Vouri reviewed the Geriatric Depression Scale (GDS) scores of the enrollee at the time he or she started the program, at three months, and then again at nine months. He found a trend of improved mood especially in patients with a positive GDS score for probable depression.

“We found the biggest improvement in those first 90 days,” Vouri says. “And mood continued to improve throughout the study period.”

The study did not look directly at whether improved mood was due to the enrollees receiving health care services that had been previously neglected, or the other aspects of the program like the provision of meals and socialization.  However, a correlation of these services for mood improvement is theorized.
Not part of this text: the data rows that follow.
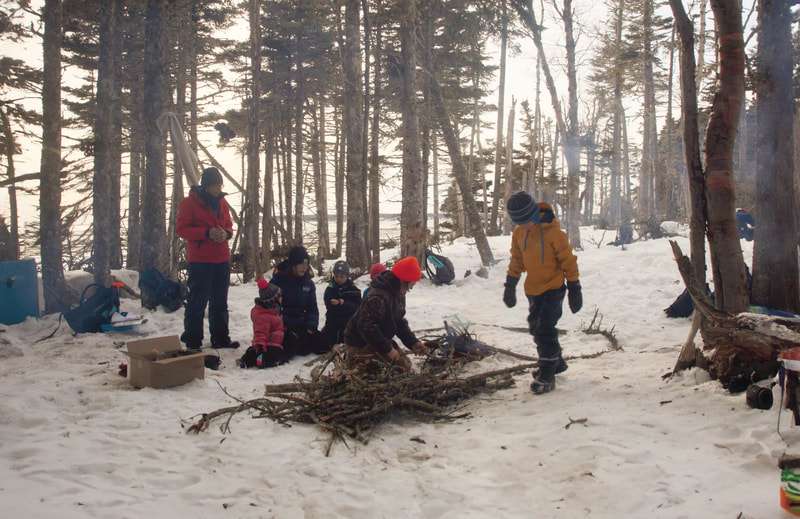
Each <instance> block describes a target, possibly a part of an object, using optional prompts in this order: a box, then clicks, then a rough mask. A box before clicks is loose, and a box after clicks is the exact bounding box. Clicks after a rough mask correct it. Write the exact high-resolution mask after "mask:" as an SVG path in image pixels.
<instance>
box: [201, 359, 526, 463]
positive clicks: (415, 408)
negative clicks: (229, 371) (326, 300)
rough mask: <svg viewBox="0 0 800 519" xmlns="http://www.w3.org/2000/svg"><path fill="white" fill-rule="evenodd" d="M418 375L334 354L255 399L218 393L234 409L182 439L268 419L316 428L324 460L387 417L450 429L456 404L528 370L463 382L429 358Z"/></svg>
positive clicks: (501, 370) (472, 376) (512, 381)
In addition to regularly screening for interactions, Vouri also examined whether medications were necessary given the patient’s age and overall health.

“Older adults want to be on less medicine,” Vouri says. “I get a lot of positive feedback when recommending less medications. Improving quality of life is a big measure.”

Vouri collaborated with Stephanie Seaton, Pharm.D., BCACP, CGP, assistant professor of pharmacy practice, on the research.

“Keeping the whole patient in mind is important when it comes to treatment options for mood, especially in the older adult,” Seaton says. “Depression is not a predestined part of the aging process and should not be treated like it is.”

The work was chosen as the best poster out of 45 accepted entries at the recent American Society of Consultant Pharmacists national meeting in Orlando.  

“Just being named in the top four was nice,” Vouri says. “It gave us the opportunity to present to a larger audience.”

Vouri and Seaton hope the exposure will help other pharmacists and health care practitioners think about the relationship between older adults and the need to use medications to treat poor mood.

“There are cases when an antidepressant medication is completely appropriate,” Vouri says. “With older adults there are a number of mitigating circumstances that are sometimes forgotten, especially when it comes to mood.”